Who is this? came back the reply two minutes later. Barry smiled initially, thinking it a genuine reflection of how long he had stayed in her memory. Not long at all. What was he worrying about? Nobody remembers you even if you’ve spent three solid hours in their company. You’re eminently forgettable, Barry, however compelling you might hope you are at the time. His chest lightened, he flicked through the photobook.
A second message a minute later claimed it was a joke from an overly sarcastic (and married) Canadian X.
So she WAS married! Brilliant! Great news, Barry thought. He had no reason to be proud of his peculiar behaviour, but at least he was now free, spared from further humiliation. The dunce cuffs were off.
Or were they?
In that moment outside the bar – for everything is comprised of moments of action or inaction – when he ridiculously didn’t even walk her to the tube and prolong their parting until there; in that moment her status barely mattered.

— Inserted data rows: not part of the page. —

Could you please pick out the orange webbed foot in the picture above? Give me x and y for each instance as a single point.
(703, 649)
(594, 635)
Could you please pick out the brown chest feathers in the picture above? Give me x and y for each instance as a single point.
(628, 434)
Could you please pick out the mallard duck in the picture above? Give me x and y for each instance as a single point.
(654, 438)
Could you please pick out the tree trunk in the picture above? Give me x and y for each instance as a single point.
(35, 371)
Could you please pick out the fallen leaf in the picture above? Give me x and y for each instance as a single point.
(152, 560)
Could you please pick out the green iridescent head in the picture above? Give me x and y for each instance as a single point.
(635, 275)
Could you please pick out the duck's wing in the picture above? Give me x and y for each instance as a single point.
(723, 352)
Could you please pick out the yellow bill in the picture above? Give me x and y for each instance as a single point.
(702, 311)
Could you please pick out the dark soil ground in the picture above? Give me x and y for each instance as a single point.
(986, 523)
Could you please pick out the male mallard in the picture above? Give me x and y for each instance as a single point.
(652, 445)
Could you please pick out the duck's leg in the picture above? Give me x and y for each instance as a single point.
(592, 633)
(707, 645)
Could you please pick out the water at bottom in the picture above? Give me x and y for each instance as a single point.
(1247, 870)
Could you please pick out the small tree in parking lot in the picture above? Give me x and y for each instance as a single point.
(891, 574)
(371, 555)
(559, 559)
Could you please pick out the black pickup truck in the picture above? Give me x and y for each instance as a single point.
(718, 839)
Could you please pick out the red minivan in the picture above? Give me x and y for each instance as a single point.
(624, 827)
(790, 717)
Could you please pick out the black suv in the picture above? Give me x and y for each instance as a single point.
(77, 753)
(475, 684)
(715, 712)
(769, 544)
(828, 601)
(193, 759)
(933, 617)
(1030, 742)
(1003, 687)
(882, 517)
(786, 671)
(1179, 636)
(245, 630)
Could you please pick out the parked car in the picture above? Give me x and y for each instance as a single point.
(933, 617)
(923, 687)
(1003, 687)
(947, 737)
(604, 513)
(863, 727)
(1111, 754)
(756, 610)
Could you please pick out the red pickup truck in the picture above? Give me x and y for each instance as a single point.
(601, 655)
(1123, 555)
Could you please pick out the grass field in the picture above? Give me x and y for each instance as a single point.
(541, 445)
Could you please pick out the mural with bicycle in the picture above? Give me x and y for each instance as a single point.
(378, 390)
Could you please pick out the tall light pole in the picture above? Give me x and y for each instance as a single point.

Unease or uncertainty sat in alcohol washed eyes, untrusting, perhaps of herself more than him. If Barry had been stronger and more direct, like friends of his whose behaviour he didn’t necessarily always admire but...
Ethically unsound if she was married, sure. But was HE really obliged to care that much? Should he have just been bold and selfish and fatalistic. Although bold and selfish and fatalistic wasn’t Barry’s forté. Dithering in the key moments was where he excelled; in that domain he was virtually untouchable. Like England and penalties. Guaranteed to bottle it, lose and feel sorry for himself after the event.